Non executives workers are in another avenue because they are wage based from performance in comparison to executives who are on salary and rewards plus incentives. Non executives do not receive incentives. Martocchio, J.J. (2017) states that," the difference between executive and non executive is that executive compensation emphasizes long term or deferred rewards, over short term rewards". Jobs that a company has placed a higher value on will have specific conditions like a higher pay rate.

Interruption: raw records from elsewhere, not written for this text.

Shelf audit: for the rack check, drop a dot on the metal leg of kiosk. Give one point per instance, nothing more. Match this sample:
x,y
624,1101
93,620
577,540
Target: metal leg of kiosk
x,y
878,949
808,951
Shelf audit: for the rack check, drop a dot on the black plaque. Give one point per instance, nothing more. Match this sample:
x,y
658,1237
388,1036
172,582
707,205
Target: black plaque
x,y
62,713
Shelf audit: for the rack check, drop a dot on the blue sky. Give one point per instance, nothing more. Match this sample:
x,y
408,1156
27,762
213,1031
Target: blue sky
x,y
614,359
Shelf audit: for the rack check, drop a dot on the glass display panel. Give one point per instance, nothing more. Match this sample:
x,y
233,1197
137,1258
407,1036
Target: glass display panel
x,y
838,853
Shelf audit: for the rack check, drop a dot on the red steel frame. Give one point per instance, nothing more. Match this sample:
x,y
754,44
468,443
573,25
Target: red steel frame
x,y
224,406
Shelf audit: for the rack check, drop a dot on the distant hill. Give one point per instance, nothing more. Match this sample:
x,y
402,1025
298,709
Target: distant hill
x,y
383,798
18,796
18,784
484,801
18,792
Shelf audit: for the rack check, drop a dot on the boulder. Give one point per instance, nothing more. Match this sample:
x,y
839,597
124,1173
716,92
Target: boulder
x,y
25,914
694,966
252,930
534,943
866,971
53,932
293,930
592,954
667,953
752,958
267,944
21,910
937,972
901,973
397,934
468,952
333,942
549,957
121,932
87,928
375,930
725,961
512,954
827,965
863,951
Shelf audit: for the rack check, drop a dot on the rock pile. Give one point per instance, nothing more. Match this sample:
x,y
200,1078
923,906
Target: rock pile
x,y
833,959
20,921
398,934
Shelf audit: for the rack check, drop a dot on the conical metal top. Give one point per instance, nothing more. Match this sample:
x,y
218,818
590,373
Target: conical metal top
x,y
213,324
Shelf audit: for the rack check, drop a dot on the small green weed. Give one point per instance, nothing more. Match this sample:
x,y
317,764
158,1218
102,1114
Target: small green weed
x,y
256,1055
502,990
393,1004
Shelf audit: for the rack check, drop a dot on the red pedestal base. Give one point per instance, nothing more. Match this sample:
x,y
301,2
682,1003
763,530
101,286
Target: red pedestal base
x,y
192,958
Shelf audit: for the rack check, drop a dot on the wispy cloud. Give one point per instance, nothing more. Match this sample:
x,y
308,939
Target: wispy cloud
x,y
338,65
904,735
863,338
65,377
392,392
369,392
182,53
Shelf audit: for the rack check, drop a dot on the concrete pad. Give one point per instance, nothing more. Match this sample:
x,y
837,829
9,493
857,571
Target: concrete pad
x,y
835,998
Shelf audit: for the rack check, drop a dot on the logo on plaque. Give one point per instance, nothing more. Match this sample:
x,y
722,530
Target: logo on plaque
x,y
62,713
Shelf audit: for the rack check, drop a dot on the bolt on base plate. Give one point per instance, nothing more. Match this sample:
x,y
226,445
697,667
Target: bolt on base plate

Bonuses can be rated on how good a company does under that CEO, so if the company has good sales then the bonus will obviously be good. The disparity between the executive and non executive compensation packages will continue to be an on going thing because of the formal salary structure they base what the position is entitled to. When a company offers incentives like bonuses, stock options, differed core compensation and platinum parachutes they change the scope of what manager or CEO can apply their knowledge to and therefore can end up paying more for someone who hasn't contributed anything to the company or to his or her employees.
Martocchio, J.J. (2017). Strategic compensation: A human resource management approach (9th Edition). Hoboken, New Jersey: Pearson Education, Inc. ISBN 978-0-13-432054-0
2 :Discussion Gwendolyn- executive and non-executive pay-
The fact that executives receive lucrative rewards, even if the organization or executives do not perform to expected levels of shareholders, is still one of the most recurrent arguments with executive rewards. Several critics have questioned whether such practices may interfere with some executives' motivation to achieve excellent performance (Martocchio, 2011). The non-executive workers are under a lot of pressure because their wages are based on their performance whereas the executives receive their salaries based on their discussions such as incentives/rewards, and a base salary. The non-executives do not get incentive if they do not perform as expected, whereas, executives get their pay regardless of their performance. Provided by Wieters (2015) the deal between Robert Nardelli and Home Depot is a good example. The former CEO was fired for poor performance. After he was fired, he resigned with a $210-million-dollar severance package for only 7 years of service. Because he negotiated such a good deal with Home Depot, Nardelli could stay financially stable no matter what happened. Per Martocchio (2011) the top leaders of the company are the executives, so how did Nardelli get such a large severance package for his poor performance on the job? Is this why other employees are not paid so much? The difference between executive and non-executive pay is that executive compensation emphasizes long-term or deferred rewards, over short-term reward (Martocchio (2011). Meaning jobs of higher value requiring certain conditions such as managers will receive a higher pay rate. CEO's do not receive a higher pay rate because their jobs cannot be predicted and because of the external and internal market their jobs are unpredictable and are hard to describe (Martocchio, 2011). CEO's do get a base pay once a year, but the bonus they get is the icing on the cake. The bonuses are based on how good the4 company is doing, so the better the sales, the larger the bonus.
REFERENCE:
Martocchio, J.J. (2011) Strategic compensation: A human resource management approach (6th Edition). Upper Saddle River, NJ: Prentice Hall.
Wieters, L. (2015). Instructor's guidance.